2. Menghina presiden bisa dipidana juga ditolak oleh buruh. Karena pasal ini merupakan peninggalan Belanda. Ini adalah negara hukum, jangan menjadi negara kekuasaan. Bagaimana mungkin Pemerintah tidak boleh dikritik, karena kritik bisa disalahartikan dengan menghina.

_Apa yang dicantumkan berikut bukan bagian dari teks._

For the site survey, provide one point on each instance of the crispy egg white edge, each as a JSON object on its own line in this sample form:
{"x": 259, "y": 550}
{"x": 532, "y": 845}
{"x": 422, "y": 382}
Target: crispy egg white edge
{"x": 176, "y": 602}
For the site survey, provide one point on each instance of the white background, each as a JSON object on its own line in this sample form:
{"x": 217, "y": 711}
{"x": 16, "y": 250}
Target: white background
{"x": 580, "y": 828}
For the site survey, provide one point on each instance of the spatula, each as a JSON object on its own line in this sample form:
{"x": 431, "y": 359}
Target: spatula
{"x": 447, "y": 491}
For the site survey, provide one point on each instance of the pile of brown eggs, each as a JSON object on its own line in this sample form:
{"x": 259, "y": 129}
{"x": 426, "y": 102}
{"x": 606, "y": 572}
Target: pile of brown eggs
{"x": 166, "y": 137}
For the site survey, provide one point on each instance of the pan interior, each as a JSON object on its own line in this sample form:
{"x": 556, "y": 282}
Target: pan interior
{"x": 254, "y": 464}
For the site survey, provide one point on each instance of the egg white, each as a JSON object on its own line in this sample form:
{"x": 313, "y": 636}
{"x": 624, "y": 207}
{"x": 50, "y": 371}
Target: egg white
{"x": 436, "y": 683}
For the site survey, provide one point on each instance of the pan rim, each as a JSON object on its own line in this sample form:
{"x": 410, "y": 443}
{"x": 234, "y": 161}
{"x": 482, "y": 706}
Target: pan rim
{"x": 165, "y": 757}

4. Hukum yang hidup di setiap wilayah diakui, bisa menggunakan hukum adat. Ini bisa terjadi ketidakpastian hukum.
5. Menolak hukuman mati. Hukum tertinggi tidak boleh menghilangkan nyawa. Hanya Tuhan yang berhak mengambil nyawa manusia. Bukan manusia terhadap manusia yang lainnya.